Most people would agree that in functional programming we can pass functions around as first class objects. What we disagree on is the definition of function.
Most languages only have higher-order procedures, not higher-order functions.
As for closures, well, closures are an implementation technique. Not distinguishing between language features and implementation techniques is a part of an established tradition that comes from Lisp, but that doesn't make it any less wrong.

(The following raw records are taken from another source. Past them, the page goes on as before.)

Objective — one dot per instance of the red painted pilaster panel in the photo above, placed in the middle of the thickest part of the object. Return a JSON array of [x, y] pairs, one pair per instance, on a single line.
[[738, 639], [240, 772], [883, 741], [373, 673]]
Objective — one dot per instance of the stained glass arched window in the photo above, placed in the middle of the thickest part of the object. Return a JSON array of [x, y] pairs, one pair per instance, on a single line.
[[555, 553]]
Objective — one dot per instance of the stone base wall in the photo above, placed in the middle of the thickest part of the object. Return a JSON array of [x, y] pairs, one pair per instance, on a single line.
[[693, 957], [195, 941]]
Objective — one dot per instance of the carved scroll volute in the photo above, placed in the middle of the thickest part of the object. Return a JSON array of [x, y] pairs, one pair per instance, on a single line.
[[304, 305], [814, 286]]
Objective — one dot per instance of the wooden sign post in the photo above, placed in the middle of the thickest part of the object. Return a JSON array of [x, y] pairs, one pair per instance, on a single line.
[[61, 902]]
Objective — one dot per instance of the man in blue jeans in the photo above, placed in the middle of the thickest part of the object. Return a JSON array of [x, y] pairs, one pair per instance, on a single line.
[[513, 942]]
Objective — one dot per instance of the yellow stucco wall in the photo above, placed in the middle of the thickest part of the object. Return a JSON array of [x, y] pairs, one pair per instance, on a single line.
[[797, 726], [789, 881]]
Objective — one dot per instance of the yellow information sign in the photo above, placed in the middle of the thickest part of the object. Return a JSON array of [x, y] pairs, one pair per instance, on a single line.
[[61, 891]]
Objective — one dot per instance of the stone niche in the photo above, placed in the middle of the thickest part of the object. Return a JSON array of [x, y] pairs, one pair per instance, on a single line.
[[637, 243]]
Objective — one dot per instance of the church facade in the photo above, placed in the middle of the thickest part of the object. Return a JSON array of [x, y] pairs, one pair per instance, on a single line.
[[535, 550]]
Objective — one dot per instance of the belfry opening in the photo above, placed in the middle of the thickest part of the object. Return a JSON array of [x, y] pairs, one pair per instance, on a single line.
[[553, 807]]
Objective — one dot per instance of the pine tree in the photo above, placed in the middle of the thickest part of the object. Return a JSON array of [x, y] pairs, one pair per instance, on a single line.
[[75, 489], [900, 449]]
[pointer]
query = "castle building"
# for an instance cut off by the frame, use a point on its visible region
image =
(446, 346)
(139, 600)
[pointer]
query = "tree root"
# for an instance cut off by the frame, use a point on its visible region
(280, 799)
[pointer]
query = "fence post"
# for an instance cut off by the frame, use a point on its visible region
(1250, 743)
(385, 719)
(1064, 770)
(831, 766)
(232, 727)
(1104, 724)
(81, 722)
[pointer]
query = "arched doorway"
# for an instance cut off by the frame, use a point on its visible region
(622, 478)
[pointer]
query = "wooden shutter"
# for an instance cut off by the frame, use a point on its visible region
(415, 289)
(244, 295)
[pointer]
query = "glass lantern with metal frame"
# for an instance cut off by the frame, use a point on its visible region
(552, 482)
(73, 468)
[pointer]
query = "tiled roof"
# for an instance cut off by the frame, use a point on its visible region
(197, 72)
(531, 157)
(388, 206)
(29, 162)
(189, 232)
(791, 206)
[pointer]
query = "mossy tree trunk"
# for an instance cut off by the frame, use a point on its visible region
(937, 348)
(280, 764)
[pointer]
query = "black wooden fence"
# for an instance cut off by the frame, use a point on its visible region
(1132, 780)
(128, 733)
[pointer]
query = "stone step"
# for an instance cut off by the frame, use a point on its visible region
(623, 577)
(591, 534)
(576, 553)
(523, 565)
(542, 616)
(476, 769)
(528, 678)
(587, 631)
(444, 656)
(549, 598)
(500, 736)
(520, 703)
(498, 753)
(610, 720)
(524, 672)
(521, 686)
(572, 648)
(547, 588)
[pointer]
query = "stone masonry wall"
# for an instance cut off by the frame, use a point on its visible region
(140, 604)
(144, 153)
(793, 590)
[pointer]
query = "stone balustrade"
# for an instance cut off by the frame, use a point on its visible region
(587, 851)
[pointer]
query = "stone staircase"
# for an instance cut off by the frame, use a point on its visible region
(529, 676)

A term does not necessarily become meaningless when it applies to a lot of things. "Functional" might be a broad category after all, not the exclusive name of a subset of functional languages. And if your language allows different paradigms, it will be called "functional and imperative and object-oriented... ". At best, if a property is so common that most language have it, it can be assumed to be satisfied by default. As for "procedural", the definition on wikipedia is a little more precise and does not apply to all languages: https://en.wikipedia.org/wiki/Procedural_programming.
If you can apply the term to every programming language in widespread use today[1], then yes, it is pretty useless. There is real value in having the term "functional programming" be meaningful and denote a certain class of languages; defining that as "any language with first-class function values" is too broad as to render the term meaningless.
It is a bit snarky, but also has a ground truth: pointers to functions aren't functions.
More importantly, you cannot make functions in C. For example, one cannot write a function that, given pointers to functions that compute 1/x and sin(x), returns a pointer to a function that returns 1/sin(x)
That's not a function, that's a closure. And you can simulate that in C by creating a struct that contains the function pointer and the set of captured data (and then when you invoke the function you pass the struct to it as a parameter).